The anonymous clinic doctor, for example, was an obstetrics and gynecology resident at a Baltimore hospital in the late 1960s. He was often on call for the emergency room.

"I would spend my days and nights taking care of complications from abortions that had taken place in nonmedical facilities," he says. "After Roe, that disappeared overnight."

david.kohn@baltsun.com

State laws

More than half the states have enacted laws that would take effect if the U.S. Supreme Court overturns Roe v. Wade, the 1973 case that legalized abortion nationwide.

These 11 states have enacted so-called "trigger laws" that express an intent to outlaw abortion if Roe is overturned: Arkansas, Idaho, Illinois, Kentucky, Louisiana, Missouri, Nebraska, North Dakota, Pennsylvania, South Dakota and Utah.

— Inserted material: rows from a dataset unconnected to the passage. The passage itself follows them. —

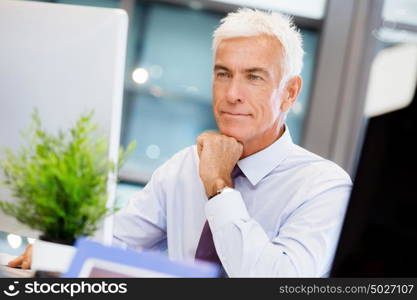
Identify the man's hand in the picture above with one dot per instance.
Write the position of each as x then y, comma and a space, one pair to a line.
218, 156
24, 260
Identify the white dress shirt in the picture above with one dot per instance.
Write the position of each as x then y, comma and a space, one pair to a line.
282, 219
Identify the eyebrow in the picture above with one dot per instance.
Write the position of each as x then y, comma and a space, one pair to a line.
250, 70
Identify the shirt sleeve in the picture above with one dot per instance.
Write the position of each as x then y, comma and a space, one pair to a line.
142, 222
304, 245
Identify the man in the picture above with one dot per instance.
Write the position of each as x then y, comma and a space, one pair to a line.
247, 197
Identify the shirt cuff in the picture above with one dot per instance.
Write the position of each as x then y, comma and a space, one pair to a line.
225, 208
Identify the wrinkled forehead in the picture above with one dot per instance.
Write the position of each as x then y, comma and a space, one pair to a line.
247, 52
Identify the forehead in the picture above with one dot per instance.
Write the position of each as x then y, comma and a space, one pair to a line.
255, 51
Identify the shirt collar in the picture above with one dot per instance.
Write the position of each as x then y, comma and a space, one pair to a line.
258, 165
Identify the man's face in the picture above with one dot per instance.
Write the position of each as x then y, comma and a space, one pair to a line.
247, 74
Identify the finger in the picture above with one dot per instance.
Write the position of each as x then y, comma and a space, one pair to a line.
15, 262
25, 265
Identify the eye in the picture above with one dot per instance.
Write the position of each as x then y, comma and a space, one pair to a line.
222, 75
254, 77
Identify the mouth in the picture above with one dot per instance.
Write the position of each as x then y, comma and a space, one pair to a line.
234, 115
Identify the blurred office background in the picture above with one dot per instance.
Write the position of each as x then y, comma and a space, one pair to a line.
167, 97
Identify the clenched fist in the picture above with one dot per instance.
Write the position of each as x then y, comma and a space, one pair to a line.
218, 156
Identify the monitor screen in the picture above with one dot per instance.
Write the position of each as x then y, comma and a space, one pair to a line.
64, 60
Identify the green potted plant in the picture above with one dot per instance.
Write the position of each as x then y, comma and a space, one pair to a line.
60, 180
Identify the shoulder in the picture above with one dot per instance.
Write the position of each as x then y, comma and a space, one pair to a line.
315, 166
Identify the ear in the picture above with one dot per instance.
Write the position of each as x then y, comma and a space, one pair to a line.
291, 91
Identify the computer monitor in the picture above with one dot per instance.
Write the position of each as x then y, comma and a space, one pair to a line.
379, 235
64, 60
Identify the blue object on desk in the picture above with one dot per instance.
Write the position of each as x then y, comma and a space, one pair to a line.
128, 262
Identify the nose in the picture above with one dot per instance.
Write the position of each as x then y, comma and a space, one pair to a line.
235, 91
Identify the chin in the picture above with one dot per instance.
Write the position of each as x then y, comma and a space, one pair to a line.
238, 133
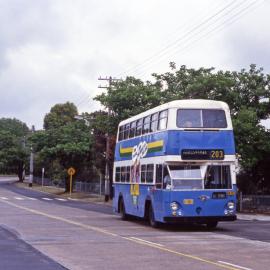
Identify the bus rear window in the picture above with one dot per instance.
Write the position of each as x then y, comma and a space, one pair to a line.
218, 177
205, 118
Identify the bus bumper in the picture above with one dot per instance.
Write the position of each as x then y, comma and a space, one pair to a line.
200, 220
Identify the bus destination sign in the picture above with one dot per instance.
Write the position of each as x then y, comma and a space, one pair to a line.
202, 154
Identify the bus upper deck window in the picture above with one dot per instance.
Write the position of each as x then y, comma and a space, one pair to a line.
189, 118
126, 131
146, 125
214, 119
132, 129
121, 133
138, 127
162, 121
201, 118
154, 122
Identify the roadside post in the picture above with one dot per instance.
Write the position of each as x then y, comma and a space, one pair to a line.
71, 172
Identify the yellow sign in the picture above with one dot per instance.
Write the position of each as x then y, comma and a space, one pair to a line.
135, 189
71, 171
188, 201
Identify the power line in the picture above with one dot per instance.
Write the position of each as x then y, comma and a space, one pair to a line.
194, 28
221, 25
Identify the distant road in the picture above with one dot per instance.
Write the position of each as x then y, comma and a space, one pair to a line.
8, 178
85, 236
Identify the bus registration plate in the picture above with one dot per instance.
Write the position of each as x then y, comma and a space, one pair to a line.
188, 201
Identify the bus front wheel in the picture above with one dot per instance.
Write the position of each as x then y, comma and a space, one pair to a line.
211, 225
153, 223
122, 210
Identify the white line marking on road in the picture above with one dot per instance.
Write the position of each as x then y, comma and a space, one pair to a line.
235, 265
47, 199
32, 199
19, 198
149, 242
60, 199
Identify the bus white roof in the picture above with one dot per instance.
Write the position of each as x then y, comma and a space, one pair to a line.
185, 104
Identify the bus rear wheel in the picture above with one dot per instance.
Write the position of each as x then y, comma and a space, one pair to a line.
153, 223
211, 225
122, 210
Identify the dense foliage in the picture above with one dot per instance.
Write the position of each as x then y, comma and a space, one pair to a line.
13, 148
247, 93
68, 141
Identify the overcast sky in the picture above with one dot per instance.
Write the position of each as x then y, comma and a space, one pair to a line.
53, 51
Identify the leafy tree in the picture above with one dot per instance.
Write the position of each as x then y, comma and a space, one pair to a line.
59, 115
247, 92
13, 151
65, 142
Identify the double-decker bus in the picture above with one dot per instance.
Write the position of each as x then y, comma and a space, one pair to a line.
176, 163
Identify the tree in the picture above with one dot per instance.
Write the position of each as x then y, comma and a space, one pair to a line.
65, 142
59, 115
247, 92
13, 150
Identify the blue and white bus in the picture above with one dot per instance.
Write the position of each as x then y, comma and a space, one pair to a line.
176, 163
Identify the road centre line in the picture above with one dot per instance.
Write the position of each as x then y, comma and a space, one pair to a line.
19, 198
96, 229
235, 265
149, 242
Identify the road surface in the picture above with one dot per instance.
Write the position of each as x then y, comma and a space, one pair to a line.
71, 234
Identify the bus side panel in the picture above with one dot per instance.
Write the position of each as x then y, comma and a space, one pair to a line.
178, 140
192, 205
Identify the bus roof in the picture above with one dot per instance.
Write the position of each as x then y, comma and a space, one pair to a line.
185, 104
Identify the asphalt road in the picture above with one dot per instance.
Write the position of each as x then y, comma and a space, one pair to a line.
78, 235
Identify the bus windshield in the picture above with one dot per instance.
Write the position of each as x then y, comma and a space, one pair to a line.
199, 177
186, 177
201, 118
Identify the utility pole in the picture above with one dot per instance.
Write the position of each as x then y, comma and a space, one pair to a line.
108, 183
31, 163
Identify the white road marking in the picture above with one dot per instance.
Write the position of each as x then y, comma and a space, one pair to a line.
32, 199
47, 199
72, 199
60, 199
19, 198
149, 242
235, 265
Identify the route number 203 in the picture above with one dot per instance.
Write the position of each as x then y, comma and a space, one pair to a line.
217, 154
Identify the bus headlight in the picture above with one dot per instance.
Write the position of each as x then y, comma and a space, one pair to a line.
174, 206
230, 205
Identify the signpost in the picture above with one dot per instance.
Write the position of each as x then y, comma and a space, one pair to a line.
71, 172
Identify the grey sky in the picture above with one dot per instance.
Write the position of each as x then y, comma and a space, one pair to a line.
53, 51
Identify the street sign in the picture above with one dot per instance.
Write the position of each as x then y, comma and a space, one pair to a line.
71, 171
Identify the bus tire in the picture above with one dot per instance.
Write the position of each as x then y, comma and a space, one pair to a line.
211, 225
151, 216
122, 209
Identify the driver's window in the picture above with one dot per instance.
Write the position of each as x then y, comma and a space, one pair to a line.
159, 168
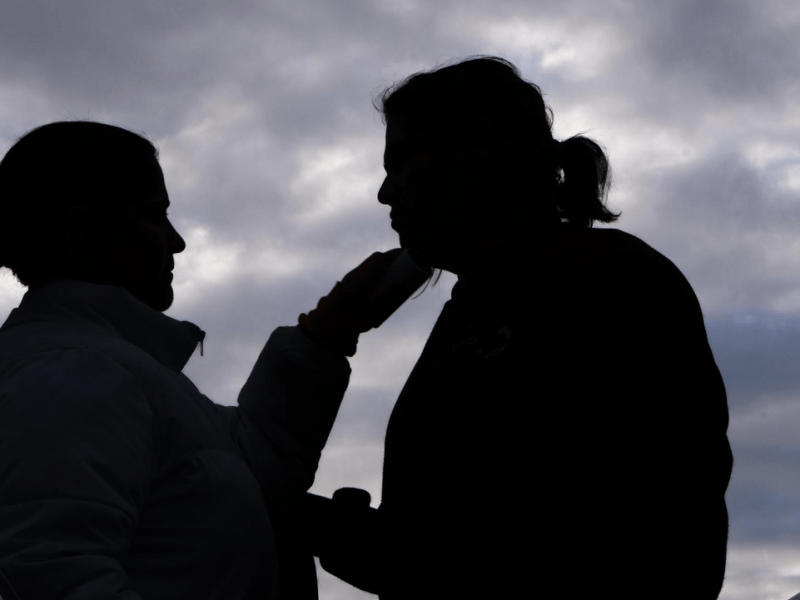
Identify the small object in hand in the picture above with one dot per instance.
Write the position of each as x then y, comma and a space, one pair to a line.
402, 278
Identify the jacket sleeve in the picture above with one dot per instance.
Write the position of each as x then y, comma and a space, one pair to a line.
286, 411
659, 448
76, 441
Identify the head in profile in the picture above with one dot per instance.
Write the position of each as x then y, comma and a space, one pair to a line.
470, 157
87, 201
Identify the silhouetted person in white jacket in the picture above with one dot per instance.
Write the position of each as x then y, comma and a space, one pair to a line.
563, 434
118, 477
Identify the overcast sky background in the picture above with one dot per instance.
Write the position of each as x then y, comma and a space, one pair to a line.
272, 156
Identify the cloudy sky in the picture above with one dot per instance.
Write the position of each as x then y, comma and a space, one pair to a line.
272, 156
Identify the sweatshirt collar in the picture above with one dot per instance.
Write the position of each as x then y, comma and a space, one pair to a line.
110, 310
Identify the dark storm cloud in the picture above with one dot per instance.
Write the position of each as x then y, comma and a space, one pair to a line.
757, 354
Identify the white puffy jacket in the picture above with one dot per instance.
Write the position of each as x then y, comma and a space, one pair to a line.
119, 479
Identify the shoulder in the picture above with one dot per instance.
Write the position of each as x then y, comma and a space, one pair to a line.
610, 259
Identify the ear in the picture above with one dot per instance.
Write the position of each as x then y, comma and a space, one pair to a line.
81, 235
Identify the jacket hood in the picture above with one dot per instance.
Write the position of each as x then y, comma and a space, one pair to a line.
105, 310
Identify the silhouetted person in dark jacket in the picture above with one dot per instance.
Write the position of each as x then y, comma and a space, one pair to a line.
563, 434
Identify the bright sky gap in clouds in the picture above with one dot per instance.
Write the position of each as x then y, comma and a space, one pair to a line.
272, 155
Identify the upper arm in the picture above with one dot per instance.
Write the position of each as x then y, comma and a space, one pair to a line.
77, 457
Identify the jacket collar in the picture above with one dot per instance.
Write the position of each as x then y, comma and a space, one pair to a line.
109, 310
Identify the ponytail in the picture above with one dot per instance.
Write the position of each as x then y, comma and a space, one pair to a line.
584, 177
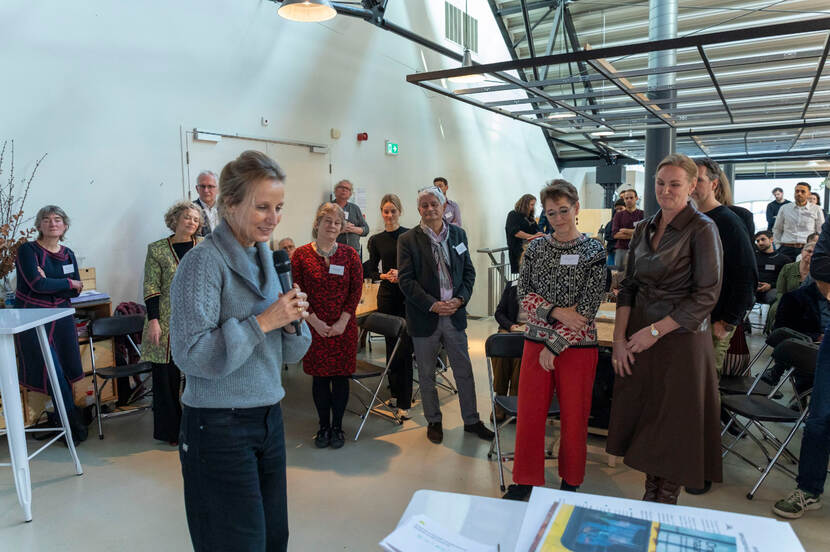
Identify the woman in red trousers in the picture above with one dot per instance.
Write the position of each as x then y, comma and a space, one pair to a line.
561, 285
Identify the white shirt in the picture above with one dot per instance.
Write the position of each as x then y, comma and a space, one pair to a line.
793, 223
212, 215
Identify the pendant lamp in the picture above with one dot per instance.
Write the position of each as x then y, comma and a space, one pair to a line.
309, 11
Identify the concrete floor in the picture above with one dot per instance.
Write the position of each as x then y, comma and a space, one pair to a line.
130, 496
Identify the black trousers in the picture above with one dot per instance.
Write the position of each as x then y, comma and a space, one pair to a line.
167, 408
233, 465
400, 372
330, 394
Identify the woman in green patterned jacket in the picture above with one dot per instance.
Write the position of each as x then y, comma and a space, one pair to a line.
163, 256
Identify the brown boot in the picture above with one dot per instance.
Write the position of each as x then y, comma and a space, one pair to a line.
668, 493
652, 488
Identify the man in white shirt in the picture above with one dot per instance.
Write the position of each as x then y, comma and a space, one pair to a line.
207, 187
796, 221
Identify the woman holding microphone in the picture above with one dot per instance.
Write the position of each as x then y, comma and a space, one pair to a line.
231, 331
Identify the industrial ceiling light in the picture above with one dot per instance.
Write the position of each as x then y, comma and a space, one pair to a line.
563, 115
308, 11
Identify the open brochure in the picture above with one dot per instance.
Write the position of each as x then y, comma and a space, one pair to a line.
577, 522
422, 534
569, 528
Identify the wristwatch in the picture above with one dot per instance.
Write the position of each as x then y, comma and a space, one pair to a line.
654, 331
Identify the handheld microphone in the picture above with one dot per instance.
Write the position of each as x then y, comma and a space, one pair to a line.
282, 264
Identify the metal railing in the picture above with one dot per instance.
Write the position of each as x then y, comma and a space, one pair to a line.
498, 276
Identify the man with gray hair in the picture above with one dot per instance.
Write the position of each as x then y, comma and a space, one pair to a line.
207, 186
356, 226
436, 276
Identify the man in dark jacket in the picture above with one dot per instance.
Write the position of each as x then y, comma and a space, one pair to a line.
815, 445
436, 276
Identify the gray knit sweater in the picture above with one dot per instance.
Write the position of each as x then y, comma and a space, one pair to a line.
214, 336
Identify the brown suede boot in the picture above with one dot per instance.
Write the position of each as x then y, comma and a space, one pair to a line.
669, 491
652, 488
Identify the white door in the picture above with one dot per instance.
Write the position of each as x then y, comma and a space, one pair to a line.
307, 184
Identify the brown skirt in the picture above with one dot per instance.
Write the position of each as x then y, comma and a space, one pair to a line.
665, 416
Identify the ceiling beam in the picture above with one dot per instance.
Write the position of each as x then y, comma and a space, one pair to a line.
689, 41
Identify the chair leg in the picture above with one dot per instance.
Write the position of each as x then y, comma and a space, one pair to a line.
98, 414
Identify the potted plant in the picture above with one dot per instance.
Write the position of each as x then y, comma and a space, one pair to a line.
13, 229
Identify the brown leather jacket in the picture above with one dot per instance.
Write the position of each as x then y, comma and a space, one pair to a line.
682, 278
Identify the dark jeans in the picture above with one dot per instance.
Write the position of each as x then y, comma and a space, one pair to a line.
233, 465
167, 408
330, 394
815, 445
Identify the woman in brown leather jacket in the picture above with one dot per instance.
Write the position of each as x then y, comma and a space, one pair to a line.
665, 416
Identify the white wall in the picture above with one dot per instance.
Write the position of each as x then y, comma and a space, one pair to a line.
105, 87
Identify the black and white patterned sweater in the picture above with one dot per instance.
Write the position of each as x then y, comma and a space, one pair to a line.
562, 274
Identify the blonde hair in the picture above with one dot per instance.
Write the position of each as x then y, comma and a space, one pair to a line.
239, 176
171, 217
327, 209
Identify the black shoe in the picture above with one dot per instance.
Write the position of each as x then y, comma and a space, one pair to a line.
481, 430
323, 438
435, 432
338, 439
707, 486
518, 492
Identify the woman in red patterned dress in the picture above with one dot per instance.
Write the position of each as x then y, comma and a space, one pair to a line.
333, 276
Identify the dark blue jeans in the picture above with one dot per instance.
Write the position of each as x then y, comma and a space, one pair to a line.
233, 465
815, 445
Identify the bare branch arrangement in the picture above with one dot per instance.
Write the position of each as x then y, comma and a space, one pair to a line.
13, 232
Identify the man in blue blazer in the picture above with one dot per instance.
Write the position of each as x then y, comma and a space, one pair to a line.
436, 276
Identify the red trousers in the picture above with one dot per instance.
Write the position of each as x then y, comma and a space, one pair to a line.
572, 379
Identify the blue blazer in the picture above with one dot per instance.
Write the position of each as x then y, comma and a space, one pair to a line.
418, 279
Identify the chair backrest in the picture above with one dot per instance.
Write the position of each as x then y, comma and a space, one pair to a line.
505, 345
386, 325
801, 355
114, 326
780, 334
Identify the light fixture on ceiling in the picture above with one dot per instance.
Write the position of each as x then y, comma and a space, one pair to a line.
307, 11
562, 115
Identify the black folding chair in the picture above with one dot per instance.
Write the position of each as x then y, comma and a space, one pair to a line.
801, 357
105, 328
507, 345
748, 384
387, 326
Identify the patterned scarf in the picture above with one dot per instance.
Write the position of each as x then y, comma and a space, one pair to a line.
442, 259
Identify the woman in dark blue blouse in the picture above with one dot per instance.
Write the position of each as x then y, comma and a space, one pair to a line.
47, 277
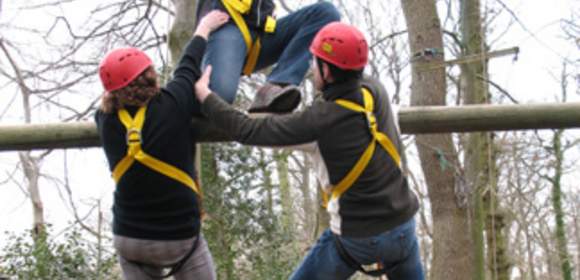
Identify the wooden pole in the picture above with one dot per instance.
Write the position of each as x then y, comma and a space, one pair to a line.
413, 120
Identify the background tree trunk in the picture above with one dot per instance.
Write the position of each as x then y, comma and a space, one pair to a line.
480, 155
452, 251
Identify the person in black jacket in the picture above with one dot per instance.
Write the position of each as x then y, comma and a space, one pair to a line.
149, 144
371, 207
233, 50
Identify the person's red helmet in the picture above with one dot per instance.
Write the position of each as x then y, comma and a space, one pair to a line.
342, 45
121, 66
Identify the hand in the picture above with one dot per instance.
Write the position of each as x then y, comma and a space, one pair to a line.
210, 22
202, 90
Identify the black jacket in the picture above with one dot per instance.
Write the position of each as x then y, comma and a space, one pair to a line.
147, 204
255, 19
380, 199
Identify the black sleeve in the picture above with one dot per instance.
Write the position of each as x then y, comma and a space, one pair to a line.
274, 130
187, 72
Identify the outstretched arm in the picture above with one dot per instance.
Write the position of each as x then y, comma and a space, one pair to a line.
187, 70
274, 130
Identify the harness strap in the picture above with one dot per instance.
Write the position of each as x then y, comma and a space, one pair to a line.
134, 152
236, 8
367, 155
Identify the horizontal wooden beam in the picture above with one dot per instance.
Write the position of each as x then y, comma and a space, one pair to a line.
412, 120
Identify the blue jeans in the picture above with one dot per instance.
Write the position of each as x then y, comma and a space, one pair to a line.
396, 249
288, 46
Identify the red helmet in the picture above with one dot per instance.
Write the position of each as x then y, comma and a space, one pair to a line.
121, 66
341, 45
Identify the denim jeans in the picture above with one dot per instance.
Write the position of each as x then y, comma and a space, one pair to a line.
288, 46
396, 249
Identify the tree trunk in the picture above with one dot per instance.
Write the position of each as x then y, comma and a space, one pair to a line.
452, 249
182, 28
480, 156
281, 158
307, 206
561, 240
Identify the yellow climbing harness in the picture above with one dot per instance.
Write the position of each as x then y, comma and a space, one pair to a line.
236, 8
364, 160
134, 152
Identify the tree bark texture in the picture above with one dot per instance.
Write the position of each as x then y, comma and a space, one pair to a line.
480, 155
452, 247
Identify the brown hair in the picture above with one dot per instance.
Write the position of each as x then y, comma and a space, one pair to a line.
137, 93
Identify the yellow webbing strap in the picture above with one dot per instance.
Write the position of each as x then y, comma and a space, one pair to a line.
236, 8
134, 152
364, 160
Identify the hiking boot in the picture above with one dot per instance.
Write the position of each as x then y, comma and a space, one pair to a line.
272, 98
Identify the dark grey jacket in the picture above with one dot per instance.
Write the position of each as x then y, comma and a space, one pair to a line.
380, 199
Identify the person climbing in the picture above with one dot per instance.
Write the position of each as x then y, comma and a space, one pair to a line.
371, 207
149, 145
254, 40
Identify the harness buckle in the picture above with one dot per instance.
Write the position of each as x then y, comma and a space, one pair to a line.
133, 136
371, 120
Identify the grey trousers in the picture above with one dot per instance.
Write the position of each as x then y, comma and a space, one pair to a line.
157, 253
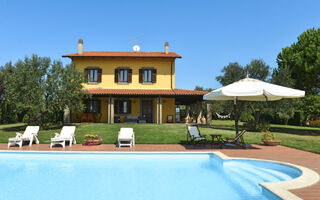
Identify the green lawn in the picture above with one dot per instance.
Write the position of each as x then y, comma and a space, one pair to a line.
304, 138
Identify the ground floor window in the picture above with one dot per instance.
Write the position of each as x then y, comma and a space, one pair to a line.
122, 106
92, 106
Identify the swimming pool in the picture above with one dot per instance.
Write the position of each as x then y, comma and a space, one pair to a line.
120, 176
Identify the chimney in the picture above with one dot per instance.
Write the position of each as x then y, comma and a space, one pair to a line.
80, 46
166, 45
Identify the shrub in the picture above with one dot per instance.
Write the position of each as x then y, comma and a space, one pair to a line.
269, 136
246, 117
315, 123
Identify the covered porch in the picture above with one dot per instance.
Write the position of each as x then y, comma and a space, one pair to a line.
138, 106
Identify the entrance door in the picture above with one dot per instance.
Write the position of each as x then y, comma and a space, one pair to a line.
146, 110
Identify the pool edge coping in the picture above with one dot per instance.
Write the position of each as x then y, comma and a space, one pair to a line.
281, 189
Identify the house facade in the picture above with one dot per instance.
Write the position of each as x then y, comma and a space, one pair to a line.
130, 86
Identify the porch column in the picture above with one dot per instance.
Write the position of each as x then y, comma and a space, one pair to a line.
199, 112
187, 111
159, 110
111, 110
66, 116
209, 112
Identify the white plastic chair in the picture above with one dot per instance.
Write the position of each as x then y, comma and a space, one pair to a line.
30, 134
67, 134
195, 134
126, 137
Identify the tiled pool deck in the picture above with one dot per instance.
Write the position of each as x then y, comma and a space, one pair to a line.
278, 153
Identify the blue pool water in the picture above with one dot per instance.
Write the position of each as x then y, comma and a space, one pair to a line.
136, 176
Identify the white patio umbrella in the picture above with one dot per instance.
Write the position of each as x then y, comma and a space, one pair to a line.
249, 89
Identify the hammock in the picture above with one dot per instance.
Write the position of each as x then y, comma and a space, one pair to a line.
224, 116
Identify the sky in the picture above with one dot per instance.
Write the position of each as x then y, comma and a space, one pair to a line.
207, 34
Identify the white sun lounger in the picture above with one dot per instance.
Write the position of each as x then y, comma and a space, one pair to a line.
67, 134
30, 134
126, 137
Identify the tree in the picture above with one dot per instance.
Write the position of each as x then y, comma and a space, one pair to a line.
283, 109
231, 73
257, 69
38, 91
24, 87
303, 60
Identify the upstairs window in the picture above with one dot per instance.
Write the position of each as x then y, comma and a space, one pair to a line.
147, 75
123, 75
93, 75
122, 106
92, 106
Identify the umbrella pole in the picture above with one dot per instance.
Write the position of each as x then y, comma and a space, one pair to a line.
236, 116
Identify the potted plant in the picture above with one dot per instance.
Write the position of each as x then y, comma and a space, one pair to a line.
90, 140
270, 139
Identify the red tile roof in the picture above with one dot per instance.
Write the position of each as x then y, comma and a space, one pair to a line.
143, 92
124, 54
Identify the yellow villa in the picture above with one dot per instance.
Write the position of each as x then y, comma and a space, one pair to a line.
132, 86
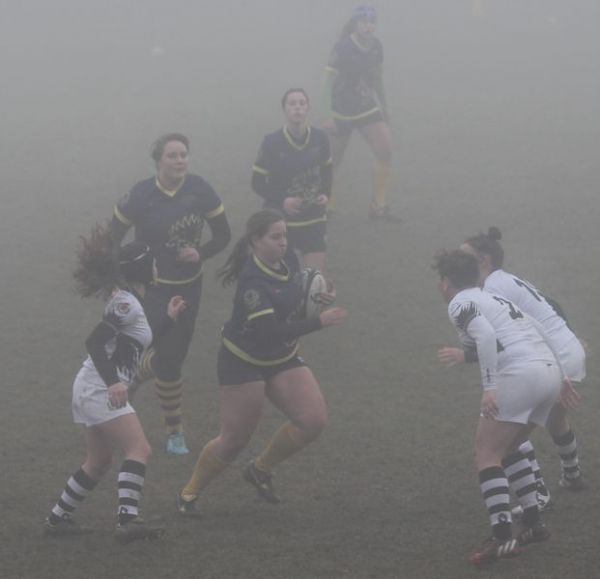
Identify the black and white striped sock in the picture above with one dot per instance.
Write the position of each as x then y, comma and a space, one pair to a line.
78, 487
131, 482
494, 488
521, 479
567, 449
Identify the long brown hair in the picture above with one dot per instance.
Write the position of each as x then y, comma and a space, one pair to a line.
257, 226
97, 270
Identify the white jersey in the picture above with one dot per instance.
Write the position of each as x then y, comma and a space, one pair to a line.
126, 316
504, 337
529, 300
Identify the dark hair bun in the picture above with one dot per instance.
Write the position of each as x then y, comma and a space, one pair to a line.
494, 233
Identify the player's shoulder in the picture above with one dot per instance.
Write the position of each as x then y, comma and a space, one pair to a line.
123, 305
318, 136
274, 139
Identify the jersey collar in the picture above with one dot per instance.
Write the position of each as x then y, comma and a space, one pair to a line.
291, 140
168, 192
270, 272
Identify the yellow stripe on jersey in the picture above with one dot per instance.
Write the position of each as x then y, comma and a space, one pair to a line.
261, 313
169, 192
355, 117
122, 217
293, 143
260, 170
179, 281
247, 358
212, 214
304, 223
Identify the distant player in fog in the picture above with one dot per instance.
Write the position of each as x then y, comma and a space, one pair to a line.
292, 173
490, 257
354, 98
168, 212
259, 360
521, 380
115, 346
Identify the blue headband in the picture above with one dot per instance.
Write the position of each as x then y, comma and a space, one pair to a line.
364, 12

These 17 states have laws that explicitly protect abortion rights if Roe is reversed: Maryland, Alaska, Arizona, California, Connecticut, Florida, Illinois, Indiana, Massachusetts, Minnesota, Montana, New Jersey, New Mexico, Oregon, Tennessee, Vermont and West Virginia.

Illinois appears on both lists because the Illinois courts have ruled that the state offers greater protection of abortion rights than Roe v. Wade, while the state Legislature has passed a law that would repeal the state's abortion law if Roe is overturned.